Broadcaster Sky News said the last British flight purely for civilians had left Kabul airport overnight. 

British defence minister Ben Wallace said on Friday that the country was entering the final hours of its evacuation and would process only people who were already inside Kabul airport.

Britain’s defence ministry said late on Friday that it had evacuated more than 14,500 Afghan and British nationals in the two weeks since the Taliban took control of the country.

Wallace said on Friday that he estimated between 800 and 1,100 Afghans who had worked with Britain and were eligible to leave the country would not make it through.

Britain was a key ally of Washington from the start of a U.S.-led invasion of Afghanistan in 2001 that toppled the then-ruling Taliban.

Late on Friday Britain said it would assist a private charter flight evacuating dogs and cats belonging to an animal rescue charity run by a British former soldier, Paul Farthing, whose plight attracted widespread public attention in Britain.

Meanwhile, staff involved in efforts to evacuate as many people from Kabul as possible after the Taliban seized power did their best in extremely difficult conditions, NATO’s senior civilian representative to Afghanistan said on Saturday.

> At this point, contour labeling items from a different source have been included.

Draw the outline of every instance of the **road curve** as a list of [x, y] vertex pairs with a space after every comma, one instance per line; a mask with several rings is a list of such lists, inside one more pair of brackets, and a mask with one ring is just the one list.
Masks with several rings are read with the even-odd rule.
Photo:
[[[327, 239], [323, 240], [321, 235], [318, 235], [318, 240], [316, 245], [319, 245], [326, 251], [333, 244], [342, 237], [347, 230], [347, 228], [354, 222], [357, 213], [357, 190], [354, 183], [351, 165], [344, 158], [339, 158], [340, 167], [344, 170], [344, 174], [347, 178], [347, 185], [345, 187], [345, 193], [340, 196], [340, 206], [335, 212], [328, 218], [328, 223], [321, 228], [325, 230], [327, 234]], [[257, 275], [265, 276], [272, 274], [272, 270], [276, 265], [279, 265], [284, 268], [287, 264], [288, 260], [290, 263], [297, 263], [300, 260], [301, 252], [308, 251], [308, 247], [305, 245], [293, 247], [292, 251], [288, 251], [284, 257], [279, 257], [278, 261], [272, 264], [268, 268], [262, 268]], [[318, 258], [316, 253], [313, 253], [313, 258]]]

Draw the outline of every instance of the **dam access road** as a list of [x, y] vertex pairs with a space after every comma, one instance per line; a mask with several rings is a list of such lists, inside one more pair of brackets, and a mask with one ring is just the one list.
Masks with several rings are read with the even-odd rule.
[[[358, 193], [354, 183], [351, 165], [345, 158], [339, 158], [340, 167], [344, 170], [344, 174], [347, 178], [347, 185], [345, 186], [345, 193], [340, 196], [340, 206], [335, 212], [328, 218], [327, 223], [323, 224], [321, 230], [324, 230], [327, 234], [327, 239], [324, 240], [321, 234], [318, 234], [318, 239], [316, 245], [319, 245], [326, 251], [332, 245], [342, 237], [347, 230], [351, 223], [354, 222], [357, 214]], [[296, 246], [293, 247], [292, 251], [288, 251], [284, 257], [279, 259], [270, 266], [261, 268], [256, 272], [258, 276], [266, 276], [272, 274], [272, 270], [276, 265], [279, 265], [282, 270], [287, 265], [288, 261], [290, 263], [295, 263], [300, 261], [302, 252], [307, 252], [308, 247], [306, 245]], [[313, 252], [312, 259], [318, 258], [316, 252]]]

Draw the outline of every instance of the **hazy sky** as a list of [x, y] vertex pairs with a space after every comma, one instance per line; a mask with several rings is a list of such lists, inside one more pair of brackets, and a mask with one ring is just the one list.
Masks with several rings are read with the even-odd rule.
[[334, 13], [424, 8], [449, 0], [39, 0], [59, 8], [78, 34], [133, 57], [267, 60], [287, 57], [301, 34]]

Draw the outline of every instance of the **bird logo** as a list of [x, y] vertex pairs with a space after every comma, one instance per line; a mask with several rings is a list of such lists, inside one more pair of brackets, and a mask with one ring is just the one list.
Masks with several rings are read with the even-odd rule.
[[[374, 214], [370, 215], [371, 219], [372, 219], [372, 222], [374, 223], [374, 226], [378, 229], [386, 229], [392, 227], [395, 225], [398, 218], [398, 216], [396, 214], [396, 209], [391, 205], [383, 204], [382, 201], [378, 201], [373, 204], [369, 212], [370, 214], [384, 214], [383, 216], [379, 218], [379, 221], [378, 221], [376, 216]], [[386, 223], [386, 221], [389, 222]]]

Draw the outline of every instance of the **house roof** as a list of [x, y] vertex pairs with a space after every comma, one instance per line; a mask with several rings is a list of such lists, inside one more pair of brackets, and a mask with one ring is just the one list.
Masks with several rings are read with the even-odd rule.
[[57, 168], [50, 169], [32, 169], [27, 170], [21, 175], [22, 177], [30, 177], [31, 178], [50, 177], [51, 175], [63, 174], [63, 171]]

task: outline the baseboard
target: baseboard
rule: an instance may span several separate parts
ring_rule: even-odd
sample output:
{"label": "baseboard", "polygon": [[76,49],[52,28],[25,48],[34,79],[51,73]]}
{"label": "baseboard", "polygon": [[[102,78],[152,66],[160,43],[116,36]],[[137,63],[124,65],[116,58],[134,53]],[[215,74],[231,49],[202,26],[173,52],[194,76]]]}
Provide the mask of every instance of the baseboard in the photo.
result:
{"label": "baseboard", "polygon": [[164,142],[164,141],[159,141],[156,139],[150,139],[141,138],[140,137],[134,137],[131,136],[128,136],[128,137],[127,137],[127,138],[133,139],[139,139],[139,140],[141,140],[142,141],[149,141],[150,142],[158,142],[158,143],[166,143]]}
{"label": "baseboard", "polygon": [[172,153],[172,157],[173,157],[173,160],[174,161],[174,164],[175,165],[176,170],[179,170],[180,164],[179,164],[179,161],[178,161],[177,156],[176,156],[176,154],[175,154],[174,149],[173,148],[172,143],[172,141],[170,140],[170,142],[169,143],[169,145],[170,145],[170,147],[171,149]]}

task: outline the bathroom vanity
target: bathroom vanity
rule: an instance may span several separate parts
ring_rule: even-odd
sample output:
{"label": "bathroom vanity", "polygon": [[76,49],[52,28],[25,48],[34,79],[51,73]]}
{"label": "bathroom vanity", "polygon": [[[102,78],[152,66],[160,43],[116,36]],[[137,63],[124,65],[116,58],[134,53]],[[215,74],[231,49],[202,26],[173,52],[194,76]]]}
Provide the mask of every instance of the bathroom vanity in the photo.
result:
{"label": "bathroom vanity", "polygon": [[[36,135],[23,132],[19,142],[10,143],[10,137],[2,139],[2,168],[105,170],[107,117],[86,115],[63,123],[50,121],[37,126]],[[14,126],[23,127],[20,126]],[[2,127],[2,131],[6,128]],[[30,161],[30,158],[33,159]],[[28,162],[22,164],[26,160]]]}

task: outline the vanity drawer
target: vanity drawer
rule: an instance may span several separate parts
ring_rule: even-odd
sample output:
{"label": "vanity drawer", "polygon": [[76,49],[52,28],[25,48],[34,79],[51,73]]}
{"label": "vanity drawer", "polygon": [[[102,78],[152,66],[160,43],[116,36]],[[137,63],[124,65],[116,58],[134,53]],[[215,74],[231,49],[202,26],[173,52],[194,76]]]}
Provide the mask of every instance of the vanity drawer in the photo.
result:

“We have a clean conscience … because with what we had, we did our best under the circumstances,” Italian diplomat Stefano Pontecorvo told reporters on arriving in Rome.

Pontecorvo, who left Afghanistan on Friday when the last Italian flight departed, said those involved in the evacuation crossed the line between possible and impossible to get everybody they could out of the country.

“We have left a few behind which we are not abandoning but we will strive our best to take back home,” he told reporters.

Italian military planes have taken more than 4,800 Afghans out of the country as of Aug. 27, including more than 1,400 children, the defense ministry has said.

Foreign minister Luigi Di Maio praised Italian diplomats and military officials for their contribution to the evacuations of the civilians.

“We have evacuated more Afghan nationals than any other European Union country,” he said.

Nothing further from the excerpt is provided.